Subadult female starts grooming adult male 2 (Fig. 1c).

00:20:

Adult male stops grooming, grabs at the subadult female, and bites into her neck (Fig. 1d); subadult female gives a bared-teeth squeal (Coates and Poole 1983) (Fig. 1e).

00:22:

Adult male and subadult female continue grooming of subadult male (Fig. 1f).

01:28:

Adult male stops grooming, grabs at subadult female, and bites into her head/neck, more intensively than at 00:20 (Fig. 1g).

01:29:

Subadult female gives a bared-teeth squeal, more intensively than at 00:20 (Fig. 1h).

01:33:

Adult male starts grooming subadult female (Fig. 1i).

Fig. 1
figure 1

See the description of case 2 for details of each scene

Full size image

The grooming of the subadult female by the adult male continued for 3:25 min. Then, the adult male started to groom the subadult male while the subadult female remained resting in between the two males.

In neither case did I see an obvious stimulus that might have triggered the aggression.

Discussion

In their predictive framework of conflict resolution, Aureli et al. (2002) posited that reconciliation and other post-conflict reunions are not required in animal societies where aggression is rare. Furthermore, Kutsukake and Clutton-Brock (2008) argued that reconciliation and other mechanisms of conflict resolution are less important in animal societies with a high reproductive skew. In fact, aggression rates are very low in tamarins, both in captivity and the wild (Heymann 1996; Schaffner and Caine 2000), and reproductive skew is high in female tamarins, with breeding generally being monopolized by a single adult female per group (French 1997; but see Culot et al. 2011). Therefore, on theoretical grounds, reconciliation and other mechanisms of conflict resolution are expected to be are or absent in tamarins and other callitrichids. Captive studies demonstrated the occurrence of reconciliation in callitrichids (Peñate et al. 2009; Westlund et al. 2000), but previously, there were no reports of this behaviour occurring in wild groups. Albeit anecdotal in nature, this paper indicates that reconciliation occurs in wild callitrichids, too.
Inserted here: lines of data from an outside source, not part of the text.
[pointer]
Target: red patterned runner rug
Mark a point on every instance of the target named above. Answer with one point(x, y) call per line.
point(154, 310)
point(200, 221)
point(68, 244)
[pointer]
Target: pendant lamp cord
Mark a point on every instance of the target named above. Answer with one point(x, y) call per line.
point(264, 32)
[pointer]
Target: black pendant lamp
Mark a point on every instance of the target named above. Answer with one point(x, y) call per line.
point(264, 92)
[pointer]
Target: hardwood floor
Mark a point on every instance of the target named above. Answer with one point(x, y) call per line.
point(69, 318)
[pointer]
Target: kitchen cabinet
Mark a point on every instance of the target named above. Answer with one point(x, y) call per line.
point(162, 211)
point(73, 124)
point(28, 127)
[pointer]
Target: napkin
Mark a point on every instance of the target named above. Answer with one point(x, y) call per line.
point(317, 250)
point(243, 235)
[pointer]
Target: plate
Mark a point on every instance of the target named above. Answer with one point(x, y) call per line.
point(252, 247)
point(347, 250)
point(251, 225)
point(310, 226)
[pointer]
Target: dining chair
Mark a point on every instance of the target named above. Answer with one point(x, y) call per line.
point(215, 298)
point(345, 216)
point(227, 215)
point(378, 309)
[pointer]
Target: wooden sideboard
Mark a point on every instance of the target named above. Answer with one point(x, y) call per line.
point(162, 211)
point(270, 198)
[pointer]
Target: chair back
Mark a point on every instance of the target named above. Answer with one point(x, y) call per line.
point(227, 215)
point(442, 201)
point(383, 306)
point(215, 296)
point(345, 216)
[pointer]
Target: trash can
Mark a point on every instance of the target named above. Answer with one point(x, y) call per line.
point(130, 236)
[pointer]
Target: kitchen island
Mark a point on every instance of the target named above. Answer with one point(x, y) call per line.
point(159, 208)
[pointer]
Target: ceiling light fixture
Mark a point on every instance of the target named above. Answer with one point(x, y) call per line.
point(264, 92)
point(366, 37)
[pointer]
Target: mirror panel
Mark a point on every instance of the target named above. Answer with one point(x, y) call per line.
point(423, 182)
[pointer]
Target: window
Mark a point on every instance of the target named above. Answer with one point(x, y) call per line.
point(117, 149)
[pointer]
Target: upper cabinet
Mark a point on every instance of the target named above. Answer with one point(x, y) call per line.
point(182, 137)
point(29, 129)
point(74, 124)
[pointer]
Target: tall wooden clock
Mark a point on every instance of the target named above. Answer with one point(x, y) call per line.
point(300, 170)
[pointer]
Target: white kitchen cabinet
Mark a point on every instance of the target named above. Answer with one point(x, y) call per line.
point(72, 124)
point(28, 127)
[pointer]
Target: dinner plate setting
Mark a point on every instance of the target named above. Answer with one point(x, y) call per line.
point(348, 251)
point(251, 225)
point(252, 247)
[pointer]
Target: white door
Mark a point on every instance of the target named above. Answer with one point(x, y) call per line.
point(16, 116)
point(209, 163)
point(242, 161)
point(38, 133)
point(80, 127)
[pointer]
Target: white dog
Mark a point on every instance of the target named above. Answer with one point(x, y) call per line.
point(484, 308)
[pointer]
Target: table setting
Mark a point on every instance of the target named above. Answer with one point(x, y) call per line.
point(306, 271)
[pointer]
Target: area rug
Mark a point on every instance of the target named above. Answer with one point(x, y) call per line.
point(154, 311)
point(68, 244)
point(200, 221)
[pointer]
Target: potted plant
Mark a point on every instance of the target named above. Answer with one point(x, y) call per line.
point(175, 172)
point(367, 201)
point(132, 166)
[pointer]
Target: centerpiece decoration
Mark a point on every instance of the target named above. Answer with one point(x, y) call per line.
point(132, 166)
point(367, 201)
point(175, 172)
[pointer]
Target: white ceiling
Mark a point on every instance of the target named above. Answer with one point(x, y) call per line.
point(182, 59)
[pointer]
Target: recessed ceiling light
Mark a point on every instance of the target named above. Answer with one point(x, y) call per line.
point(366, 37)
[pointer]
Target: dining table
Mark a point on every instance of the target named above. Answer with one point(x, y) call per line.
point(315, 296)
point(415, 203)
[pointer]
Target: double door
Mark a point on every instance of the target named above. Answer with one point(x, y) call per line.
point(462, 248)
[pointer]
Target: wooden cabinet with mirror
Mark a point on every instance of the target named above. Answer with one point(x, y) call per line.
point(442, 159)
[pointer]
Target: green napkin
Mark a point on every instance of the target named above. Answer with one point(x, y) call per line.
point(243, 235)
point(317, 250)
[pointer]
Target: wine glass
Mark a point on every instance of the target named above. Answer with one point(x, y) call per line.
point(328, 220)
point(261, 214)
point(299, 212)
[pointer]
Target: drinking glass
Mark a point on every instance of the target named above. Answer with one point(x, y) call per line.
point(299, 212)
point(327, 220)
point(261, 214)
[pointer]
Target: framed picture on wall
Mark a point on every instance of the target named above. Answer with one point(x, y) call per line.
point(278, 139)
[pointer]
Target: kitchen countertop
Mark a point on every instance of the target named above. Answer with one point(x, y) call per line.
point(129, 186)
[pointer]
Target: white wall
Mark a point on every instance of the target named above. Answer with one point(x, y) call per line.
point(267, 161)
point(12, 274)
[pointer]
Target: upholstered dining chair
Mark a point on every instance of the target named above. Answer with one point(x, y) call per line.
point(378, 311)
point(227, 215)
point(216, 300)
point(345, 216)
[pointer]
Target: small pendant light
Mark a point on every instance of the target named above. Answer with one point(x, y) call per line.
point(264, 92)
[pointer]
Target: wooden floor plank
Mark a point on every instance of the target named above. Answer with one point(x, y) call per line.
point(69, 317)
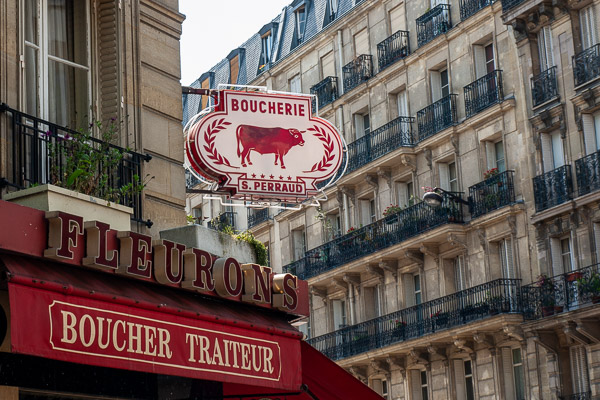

Aggressive acts immediately followed by grooming of the victim were observed in S. mystax by Laurence Culot (pers. comm.: 1 group, September 2005–May 2008, 2303 contact hours [see Culot et al. 2010]) and Mojca Stojan-Dolar (pers. comm.: 4 groups, February 2006–March 2007, ca. 1800 contact hours [see Stojan-Dolar and Heymann 2010]). Since these studies did not focus on social behaviour, no details were recorded. In a study on the social behaviour and mating system of S. mystax (Maren Huck and Petra Löttker, pers. comm.; 2 groups, January–December 2001, 6261 contact hours [see Huck et al. 2004]), no reconciliation was observed. This suggests that reconciliation is extremely rare, in line with theoretical predictions. Reconciliation has not been observed in studies on social behaviour and communication of sympatrically living black-fronted tamarins, Leontocebus nigrifrons (Yvan Lledo-Ferrer, pers. comm.: 3 groups, 1363 contact hours [see Lledo Ferrer et al. 2011]; Darja Slana, pers. comm.: 5 groups, May 2012–August 2013, 3868.7 contact hours [see Slana 2019]). There are no marked differences in social organization and behaviour between S. mystax and L. nigrifrons, although the number of adult males and females per group seems to be lower in the latter and the two species differ in patterns of olfactory communication (Heymann 2000, 2001). The extent to which other wild callitrichids employ reconciliation as mechanism of conflict resolution and whether interspecific differences exist remains to be determined. In conclusion, the two cases reported here indicate that reconciliation is a behavioural option available to wild callitrichids, at least tamarins, but that it is an extremely rare behaviour, probably due to the generally peaceful nature of their social relations, so that many observation hours must be accumulated to be recorded at all.